Prime Video, Free Ligue 1, Sport en France : Maxime Gras évoque sa belle actualité !

Publié le par Julian STOCKY

 

Bonjour Maxime,

Quelle joie d’effectuer cet entretien avec vous !

On peut vous retrouver depuis le début de la saison sur Le Pass Ligue 1 de Prime Video. On imagine sans doute le plaisir et la fierté que ce doit être d’avoir rejoint cette équipe et de participer à la naissance du projet ?

Clairement ! D’autant plus, comme beaucoup de mes camarades, après avoir vécu les affres de feu « Téléfoot, la chaine ». J’ai quitté un projet qui m’avait embarqué, qui m’avait fait vibrer mais je l’ai quitté avec la fin d’un contrat de droits et, encore plus dur, en plein milieu de saison. Donc aussi courte fut l’expérience, elle est encore plus difficile à digérer quand les acteurs continuent, quand le jeu continue, quand le show continue. L’herbe a été coupée sous nos pieds, pour reprendre une métaphore qui aurait pu se retrouver sur les terrains de foot. C’était assez dur donc c’est vrai que quand Prime Video entre dans la danse à la fin du printemps, il était important de pouvoir s’imaginer dessus, d’avoir un nouveau projet foot sur lequel rebondir. Pour relancer la machine, reprendre confiance. Forcément, on était touché donc retrouver un projet qui refasse vibrer, qui permette de reprendre l’histoire là où elle s’était arrêtée, était très important pour moi. Que cela ait pu se faire in fine, oui, c’est formidable ! Je suis très fier d’être dans cette aventure, de retrouver des camarades et d’être sur ce qui est aujourd’hui le feuilleton le plus vu dans le sport en France. C’est vraiment sympa !

En plus de cela, ce nouveau média est différent des précédents, sous format d’application avec une couverture similaire pour toutes les rencontres, avant, pendant et après le match…

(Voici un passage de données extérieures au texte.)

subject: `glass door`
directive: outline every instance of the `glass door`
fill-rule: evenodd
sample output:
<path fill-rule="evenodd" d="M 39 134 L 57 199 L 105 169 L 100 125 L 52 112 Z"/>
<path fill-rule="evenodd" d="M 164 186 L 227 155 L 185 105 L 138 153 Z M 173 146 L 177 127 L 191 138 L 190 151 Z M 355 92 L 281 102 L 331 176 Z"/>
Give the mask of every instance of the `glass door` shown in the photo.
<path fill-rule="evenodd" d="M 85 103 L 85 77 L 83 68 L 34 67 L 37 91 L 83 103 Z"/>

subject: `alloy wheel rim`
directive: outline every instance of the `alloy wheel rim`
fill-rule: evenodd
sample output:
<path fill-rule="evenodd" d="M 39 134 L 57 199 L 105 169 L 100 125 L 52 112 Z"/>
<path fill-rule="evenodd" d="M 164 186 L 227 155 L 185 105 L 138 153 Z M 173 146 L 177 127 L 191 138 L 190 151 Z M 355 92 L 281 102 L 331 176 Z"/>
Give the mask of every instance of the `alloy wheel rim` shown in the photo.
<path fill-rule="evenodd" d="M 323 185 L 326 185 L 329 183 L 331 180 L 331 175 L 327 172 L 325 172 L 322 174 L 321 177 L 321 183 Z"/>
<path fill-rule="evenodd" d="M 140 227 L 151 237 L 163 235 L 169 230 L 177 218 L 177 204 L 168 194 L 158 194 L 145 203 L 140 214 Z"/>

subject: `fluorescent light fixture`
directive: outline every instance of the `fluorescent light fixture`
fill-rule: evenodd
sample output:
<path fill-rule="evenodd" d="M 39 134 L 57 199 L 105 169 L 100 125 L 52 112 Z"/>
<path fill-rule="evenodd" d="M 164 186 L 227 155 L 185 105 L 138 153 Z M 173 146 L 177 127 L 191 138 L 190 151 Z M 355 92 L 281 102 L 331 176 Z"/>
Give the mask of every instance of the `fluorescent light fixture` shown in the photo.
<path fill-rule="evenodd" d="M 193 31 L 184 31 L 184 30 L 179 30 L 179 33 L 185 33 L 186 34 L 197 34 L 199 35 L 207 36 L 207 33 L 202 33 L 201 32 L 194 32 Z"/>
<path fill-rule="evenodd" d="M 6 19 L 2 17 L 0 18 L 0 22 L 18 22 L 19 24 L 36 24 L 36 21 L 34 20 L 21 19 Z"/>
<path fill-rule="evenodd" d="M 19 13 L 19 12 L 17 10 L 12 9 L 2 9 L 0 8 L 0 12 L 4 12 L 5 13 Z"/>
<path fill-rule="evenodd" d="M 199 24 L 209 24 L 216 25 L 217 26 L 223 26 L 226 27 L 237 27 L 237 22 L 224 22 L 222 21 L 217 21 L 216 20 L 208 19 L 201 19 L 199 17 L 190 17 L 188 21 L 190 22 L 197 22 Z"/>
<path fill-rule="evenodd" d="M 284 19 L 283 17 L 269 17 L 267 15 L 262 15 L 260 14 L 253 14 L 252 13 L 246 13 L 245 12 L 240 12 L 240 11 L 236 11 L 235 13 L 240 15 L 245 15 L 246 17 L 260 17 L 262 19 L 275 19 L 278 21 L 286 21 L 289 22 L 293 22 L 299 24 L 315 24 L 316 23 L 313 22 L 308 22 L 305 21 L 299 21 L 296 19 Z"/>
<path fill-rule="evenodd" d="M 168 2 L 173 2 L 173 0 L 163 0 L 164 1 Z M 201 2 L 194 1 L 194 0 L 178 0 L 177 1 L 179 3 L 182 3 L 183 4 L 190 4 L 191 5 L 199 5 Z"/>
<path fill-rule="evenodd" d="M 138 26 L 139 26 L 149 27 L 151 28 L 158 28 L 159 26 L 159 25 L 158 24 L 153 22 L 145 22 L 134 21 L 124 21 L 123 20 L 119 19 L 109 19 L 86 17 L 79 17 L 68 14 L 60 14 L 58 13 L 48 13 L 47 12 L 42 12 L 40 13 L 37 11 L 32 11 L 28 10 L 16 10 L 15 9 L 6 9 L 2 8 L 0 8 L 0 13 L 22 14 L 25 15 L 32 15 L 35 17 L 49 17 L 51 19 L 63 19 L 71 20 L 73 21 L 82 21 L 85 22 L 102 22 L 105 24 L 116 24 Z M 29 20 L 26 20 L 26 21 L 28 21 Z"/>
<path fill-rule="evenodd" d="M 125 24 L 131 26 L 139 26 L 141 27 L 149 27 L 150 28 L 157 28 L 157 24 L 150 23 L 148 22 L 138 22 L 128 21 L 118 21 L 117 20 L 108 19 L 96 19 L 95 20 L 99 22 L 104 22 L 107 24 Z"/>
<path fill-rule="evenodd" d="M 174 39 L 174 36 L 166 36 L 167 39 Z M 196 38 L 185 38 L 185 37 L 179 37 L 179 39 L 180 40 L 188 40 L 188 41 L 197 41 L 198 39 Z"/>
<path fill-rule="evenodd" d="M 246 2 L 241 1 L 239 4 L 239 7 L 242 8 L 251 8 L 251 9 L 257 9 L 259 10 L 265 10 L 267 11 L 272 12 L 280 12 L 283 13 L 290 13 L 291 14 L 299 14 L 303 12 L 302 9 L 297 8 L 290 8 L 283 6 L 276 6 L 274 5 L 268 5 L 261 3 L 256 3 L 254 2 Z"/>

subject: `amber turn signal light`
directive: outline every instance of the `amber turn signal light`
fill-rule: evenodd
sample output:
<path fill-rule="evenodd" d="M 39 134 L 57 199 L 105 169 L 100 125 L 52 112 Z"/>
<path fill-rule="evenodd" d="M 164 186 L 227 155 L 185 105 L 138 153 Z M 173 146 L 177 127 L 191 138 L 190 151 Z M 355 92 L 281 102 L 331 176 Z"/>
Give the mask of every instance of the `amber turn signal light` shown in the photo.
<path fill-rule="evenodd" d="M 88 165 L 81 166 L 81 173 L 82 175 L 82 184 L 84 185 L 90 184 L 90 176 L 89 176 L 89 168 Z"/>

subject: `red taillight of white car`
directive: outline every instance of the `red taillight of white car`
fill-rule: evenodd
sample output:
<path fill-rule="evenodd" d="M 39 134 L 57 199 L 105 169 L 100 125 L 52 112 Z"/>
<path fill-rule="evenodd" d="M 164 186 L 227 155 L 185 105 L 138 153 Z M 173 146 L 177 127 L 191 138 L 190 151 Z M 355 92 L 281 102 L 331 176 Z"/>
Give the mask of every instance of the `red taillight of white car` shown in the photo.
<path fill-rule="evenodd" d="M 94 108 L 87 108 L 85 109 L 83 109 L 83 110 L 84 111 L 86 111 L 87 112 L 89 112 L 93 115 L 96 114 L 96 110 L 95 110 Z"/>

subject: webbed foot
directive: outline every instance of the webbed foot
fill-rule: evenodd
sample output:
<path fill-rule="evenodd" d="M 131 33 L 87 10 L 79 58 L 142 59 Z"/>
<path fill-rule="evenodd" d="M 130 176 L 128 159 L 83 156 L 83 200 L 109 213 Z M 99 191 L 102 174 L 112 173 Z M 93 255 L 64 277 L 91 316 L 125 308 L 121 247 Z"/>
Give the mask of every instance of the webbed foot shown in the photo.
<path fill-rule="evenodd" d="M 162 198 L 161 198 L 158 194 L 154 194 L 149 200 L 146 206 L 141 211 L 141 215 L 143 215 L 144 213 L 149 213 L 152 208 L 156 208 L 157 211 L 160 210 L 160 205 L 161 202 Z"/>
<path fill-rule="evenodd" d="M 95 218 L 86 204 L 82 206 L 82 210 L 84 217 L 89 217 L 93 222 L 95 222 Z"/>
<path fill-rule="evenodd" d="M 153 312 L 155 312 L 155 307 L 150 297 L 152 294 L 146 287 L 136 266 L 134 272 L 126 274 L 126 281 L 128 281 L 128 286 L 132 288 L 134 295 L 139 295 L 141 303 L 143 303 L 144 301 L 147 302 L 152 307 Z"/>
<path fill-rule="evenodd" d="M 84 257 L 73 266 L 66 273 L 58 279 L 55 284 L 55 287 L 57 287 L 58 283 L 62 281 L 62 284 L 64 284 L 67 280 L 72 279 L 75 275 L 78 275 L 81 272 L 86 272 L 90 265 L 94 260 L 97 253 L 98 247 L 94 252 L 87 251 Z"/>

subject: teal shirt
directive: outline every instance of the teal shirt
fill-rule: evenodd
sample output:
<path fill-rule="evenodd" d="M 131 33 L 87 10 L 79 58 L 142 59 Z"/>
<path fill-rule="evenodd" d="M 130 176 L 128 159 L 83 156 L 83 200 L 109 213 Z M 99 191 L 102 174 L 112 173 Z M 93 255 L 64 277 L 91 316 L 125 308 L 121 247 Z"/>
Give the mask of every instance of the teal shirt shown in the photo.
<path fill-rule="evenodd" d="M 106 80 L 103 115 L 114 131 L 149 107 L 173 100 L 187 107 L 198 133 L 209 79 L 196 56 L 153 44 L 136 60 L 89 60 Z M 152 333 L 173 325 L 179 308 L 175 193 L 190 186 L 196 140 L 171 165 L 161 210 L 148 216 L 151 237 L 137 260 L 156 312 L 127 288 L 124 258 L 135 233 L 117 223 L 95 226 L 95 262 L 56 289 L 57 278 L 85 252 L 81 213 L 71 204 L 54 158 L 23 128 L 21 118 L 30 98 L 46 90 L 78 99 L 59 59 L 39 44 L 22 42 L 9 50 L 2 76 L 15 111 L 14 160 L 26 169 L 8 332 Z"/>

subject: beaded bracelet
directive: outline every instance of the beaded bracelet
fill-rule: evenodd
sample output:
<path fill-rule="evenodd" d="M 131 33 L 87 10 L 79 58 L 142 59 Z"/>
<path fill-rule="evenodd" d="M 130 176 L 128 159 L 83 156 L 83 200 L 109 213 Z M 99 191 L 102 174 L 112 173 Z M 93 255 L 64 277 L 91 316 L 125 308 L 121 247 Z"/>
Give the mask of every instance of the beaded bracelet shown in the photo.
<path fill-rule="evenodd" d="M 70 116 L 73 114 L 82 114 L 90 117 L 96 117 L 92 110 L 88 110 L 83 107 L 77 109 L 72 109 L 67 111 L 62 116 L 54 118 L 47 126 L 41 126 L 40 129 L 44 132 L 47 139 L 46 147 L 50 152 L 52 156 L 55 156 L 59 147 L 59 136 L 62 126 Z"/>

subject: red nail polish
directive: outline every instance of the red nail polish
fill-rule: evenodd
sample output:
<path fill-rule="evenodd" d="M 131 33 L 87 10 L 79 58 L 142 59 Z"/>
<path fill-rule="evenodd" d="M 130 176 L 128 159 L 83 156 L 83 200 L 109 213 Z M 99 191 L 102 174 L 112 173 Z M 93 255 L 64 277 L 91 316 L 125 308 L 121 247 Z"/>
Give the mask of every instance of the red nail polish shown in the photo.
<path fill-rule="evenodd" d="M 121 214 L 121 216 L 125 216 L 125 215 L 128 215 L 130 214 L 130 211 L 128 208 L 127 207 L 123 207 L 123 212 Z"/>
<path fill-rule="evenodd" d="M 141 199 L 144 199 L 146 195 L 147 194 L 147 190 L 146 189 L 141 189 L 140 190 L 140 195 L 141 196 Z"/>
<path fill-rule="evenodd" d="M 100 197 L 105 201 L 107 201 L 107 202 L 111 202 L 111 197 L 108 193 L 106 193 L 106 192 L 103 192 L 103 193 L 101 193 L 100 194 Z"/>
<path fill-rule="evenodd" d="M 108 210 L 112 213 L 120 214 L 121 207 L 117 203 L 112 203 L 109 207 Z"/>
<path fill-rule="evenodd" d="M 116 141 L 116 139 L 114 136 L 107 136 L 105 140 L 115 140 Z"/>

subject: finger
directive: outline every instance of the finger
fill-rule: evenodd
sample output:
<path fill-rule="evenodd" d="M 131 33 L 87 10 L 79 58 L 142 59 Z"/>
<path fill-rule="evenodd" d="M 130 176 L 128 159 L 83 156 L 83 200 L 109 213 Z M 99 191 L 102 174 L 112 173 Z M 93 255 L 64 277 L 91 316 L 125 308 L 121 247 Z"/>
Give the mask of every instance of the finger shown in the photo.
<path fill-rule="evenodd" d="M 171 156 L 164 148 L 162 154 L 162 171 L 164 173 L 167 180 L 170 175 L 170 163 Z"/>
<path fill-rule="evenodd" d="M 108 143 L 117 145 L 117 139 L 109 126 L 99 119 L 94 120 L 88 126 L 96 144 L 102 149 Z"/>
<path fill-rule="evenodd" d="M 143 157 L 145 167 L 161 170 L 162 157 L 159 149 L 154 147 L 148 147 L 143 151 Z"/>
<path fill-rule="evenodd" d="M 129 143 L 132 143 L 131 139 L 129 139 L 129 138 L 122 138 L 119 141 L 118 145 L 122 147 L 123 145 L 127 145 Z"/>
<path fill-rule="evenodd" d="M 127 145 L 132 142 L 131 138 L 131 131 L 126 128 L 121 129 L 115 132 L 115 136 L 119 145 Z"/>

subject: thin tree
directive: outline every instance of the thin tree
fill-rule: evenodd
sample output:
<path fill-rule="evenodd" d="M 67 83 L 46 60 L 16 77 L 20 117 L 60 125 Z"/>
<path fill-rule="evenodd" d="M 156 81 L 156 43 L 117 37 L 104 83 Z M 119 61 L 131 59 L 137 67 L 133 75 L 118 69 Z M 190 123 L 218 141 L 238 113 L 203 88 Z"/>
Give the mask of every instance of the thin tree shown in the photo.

Pour moi, c’est une révolution ! On l’imaginait poindre, on voyait ces nouveaux acteurs être de plus en plus ambitieux, lorgner sur les appels d’offres. C’est désormais concrétisé en France. À l’usage, c’est vrai, j’insiste : c’est une révolution. Aujourd’hui, on a un produit qui est là pour valoriser le cœur des droits, à savoir le match, le direct et uniquement cela. Le match est événementialisé, on se concentre sur le terrain avec des effectifs denses et qui permettent d’offrir, sur le temps des rencontres, des contenus et un rythme inédits.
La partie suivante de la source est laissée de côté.